A new database includes the predicted shape of nearly every protein found in the human body, BBC News reports, adding that this catalog could help speed drug development.
Researchers from DeepMind, a subsidiary of Alphabet, and their colleagues at the European Molecular Biology Laboratory used the AlphaFold machine-learning program to determine the structure of 98.5 percent of the proteins of the human proteome. As they report in the journal Nature this week, the DeepMind researchers have confidently predicted the structural positions of about 58 percent of amino acids and have a very high degree of confidence for about 36 percent of amino acids.
The researchers are making this data as well as protein structure predictions for 20 model organisms — a total of about 350,000 protein structures — available under a Creative Commons license through the European Bioinformatics Institute, Ars Technica adds.

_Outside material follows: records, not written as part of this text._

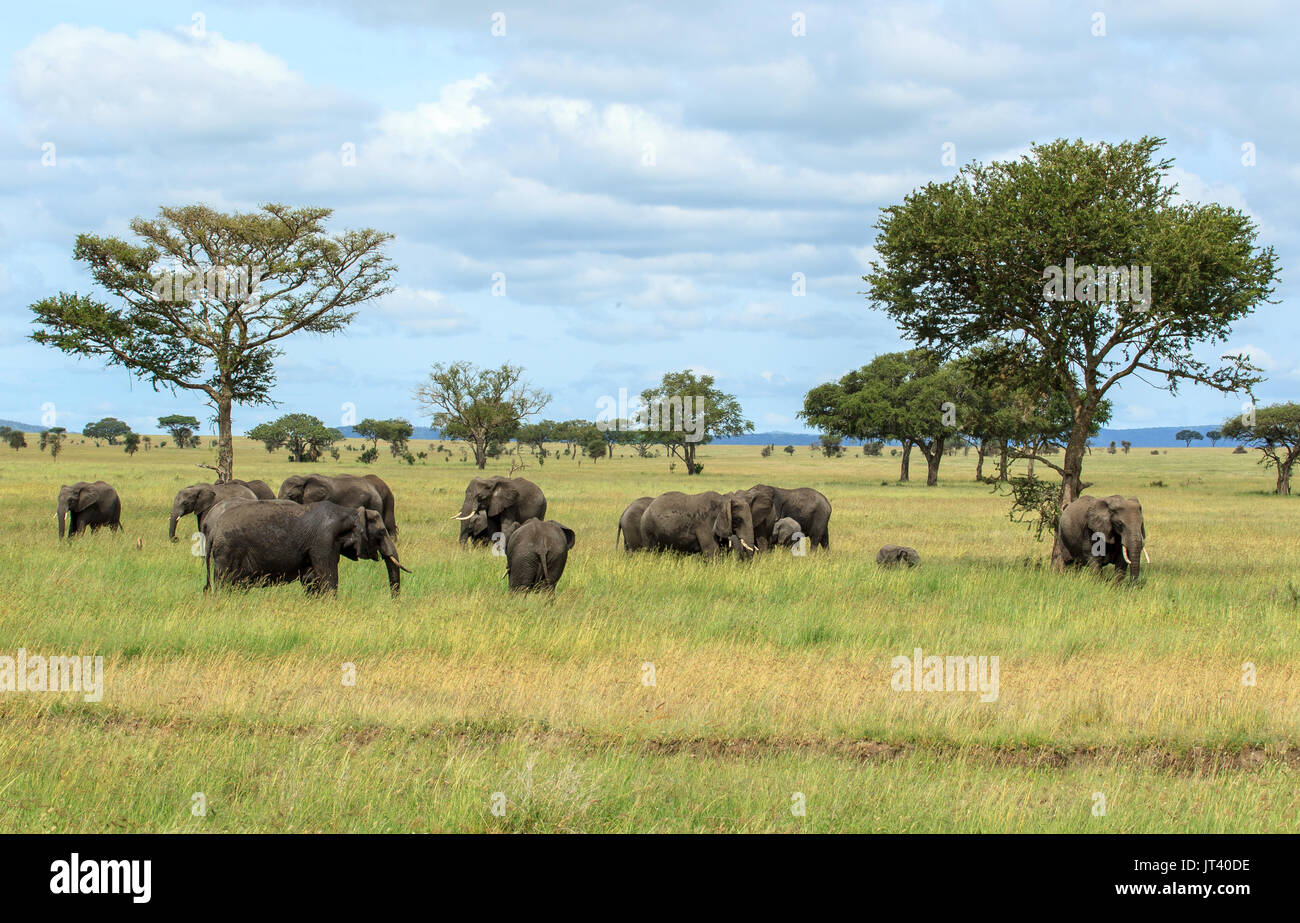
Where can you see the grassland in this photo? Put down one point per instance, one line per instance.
(771, 677)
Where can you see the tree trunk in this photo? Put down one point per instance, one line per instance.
(932, 459)
(225, 438)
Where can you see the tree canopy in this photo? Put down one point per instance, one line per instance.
(983, 259)
(200, 303)
(484, 407)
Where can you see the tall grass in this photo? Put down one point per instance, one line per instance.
(771, 676)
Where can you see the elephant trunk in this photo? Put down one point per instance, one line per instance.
(1132, 549)
(176, 514)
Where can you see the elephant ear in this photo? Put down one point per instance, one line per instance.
(86, 498)
(315, 492)
(204, 498)
(1099, 519)
(502, 497)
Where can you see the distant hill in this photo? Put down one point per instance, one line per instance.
(1153, 437)
(24, 427)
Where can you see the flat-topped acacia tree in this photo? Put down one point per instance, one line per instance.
(203, 298)
(1027, 255)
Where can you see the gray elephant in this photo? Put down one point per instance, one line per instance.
(807, 507)
(888, 555)
(260, 542)
(260, 489)
(629, 525)
(199, 498)
(700, 523)
(787, 533)
(350, 490)
(89, 505)
(536, 553)
(503, 499)
(1099, 531)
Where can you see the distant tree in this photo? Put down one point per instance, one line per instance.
(898, 395)
(479, 406)
(53, 441)
(181, 428)
(687, 411)
(304, 436)
(206, 297)
(109, 428)
(1275, 432)
(831, 446)
(978, 260)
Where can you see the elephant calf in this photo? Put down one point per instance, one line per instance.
(536, 553)
(629, 525)
(897, 554)
(787, 533)
(260, 542)
(85, 505)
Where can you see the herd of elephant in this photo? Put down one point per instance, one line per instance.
(254, 536)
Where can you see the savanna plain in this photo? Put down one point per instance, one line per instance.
(1177, 700)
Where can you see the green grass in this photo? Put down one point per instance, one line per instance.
(772, 677)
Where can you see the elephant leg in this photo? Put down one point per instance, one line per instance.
(705, 537)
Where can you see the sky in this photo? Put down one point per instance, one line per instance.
(649, 182)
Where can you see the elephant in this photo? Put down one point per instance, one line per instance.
(199, 498)
(809, 507)
(536, 553)
(629, 525)
(700, 523)
(260, 489)
(1099, 531)
(888, 555)
(787, 532)
(505, 499)
(350, 490)
(89, 505)
(261, 542)
(480, 528)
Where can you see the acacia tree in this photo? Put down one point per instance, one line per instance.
(978, 259)
(687, 411)
(910, 397)
(1275, 432)
(482, 407)
(204, 298)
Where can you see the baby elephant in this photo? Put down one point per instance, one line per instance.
(787, 532)
(897, 554)
(536, 553)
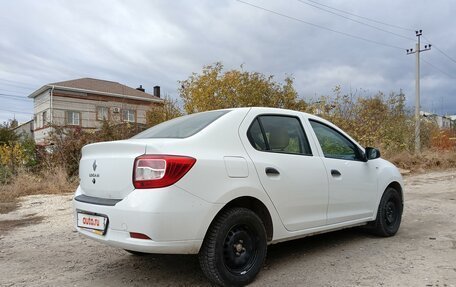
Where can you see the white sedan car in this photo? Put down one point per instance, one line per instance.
(224, 184)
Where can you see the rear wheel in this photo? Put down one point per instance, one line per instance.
(234, 248)
(389, 214)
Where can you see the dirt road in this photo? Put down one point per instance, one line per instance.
(38, 247)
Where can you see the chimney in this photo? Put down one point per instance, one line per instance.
(157, 91)
(141, 88)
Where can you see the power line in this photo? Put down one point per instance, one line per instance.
(362, 17)
(320, 27)
(356, 21)
(11, 91)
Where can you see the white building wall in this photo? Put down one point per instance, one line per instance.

"Structural biologists are not yet used to the idea that they can just look up anything in a matter of seconds, rather than take years to experimentally determine these things," Demis Hassabis, DeepMind founder and CEO, says at TechCrunch. "And I think that should lead to whole new types of approaches to questions that can be asked and experiments that can be done."
The BBC notes that the database could help in developing new drugs and TechCrunch adds that DeepMind and EMBL have partnered with the Drugs for Neglected Diseases Institute.